In contrast, we find no basis in the record that defendant had an excessively high
blood alcohol level, the second aggravating factor cited by the trial court. As highlighted
in our previous opinion in this case, after Officer Perilli arrested defendant, he “became
belligerent and refused to take a blood test.” Thus, there is no evidence to support the
trial court’s conclusion that defendant “suffered a finding of an excessive high blood
alcohol.”
5
This leaves one proper, and one improper, aggravating factor as the bases for the
trial court’s sentencing decision. “When a trial court has given both proper and improper
reasons for a sentence choice, a reviewing court will set aside the sentence only if it is
reasonably probable that the trial court would have chosen a lesser sentence had it known
that some of its reasons were improper.” (People v. Price (1991) 1 Cal.4th 324, 492.)
Based on our reading of the record, there is no reasonable probability that the trial
court would have opted for a lesser sentence had it been aware that defendant did not
suffer a finding of excessive blood alcohol. The trial court did not hesitate to sentence
defendant to the aggravated term, nor did it waver when defense counsel objected to the
sentence imposed. Furthermore, considering that even one factor in aggravation is a
sufficient basis for imposing the upper term, it is not reasonably probable the court would
have chosen a lesser sentence had it known that defendant refused to submit to a blood
test at the time of his arrest. (People v. Steele (2000) 83 Cal.App.4th 212, 226.)
B. The Misdemeanor Sentences Violate Section 654
The trial court also sentenced defendant to three concurrent 90-day sentences for
three separate misdemeanor violations. Defendant argues, and the Attorney General
concedes, that the sentencing court’s imposition of these sentences violated Penal Code
section 654.
Penal Code section 654, subdivision (a) proscribes multiple punishment for “[a]n
act or omission that is punishable in different ways by different provisions of law . . .”
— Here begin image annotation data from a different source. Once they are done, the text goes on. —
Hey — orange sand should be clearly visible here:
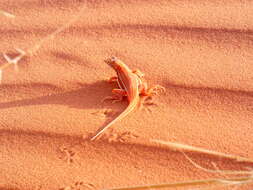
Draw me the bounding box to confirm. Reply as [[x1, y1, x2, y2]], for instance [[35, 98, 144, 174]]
[[0, 0, 253, 190]]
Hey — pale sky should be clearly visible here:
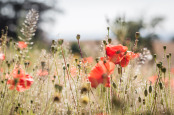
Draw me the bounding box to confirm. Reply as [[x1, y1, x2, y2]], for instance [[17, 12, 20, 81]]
[[41, 0, 174, 40]]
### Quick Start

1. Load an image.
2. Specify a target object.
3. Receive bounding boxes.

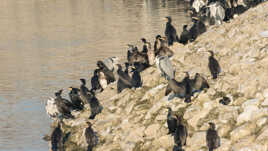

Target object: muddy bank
[47,2,268,151]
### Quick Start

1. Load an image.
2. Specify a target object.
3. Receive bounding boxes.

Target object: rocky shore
[48,2,268,151]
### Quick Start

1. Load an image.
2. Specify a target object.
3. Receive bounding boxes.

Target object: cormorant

(Pen. Code § 654, subd. (a).) The California Supreme Court has interpreted section 654
to prohibit multiple punishment for a “single physical act.” (People v. Jones (2012)
54 Cal.4th 350, 358.) Further, it is well established that “ ‘the imposition of concurrent
sentences is precluded by section 654 [citations] because the defendant is deemed to be
subjected to the term of both sentences although they are served simultaneously.’ ” (Id.
at p. 353, emphasis in original.)
6
“Whether section 654 applies in a given case is a question of fact for the trial
court, which is vested with broad latitude in making its determination.” (People v. Jones
(2002) 103 Cal.App.4th 1139, 1143.) The trial court’s “findings will not be reversed on
appeal if there is any substantial evidence to support them.” (Ibid.) “We review the trial
court’s determination in the light most favorable to the respondent and presume the
existence of every fact the trial court could reasonably deduce from the evidence.” (Ibid.)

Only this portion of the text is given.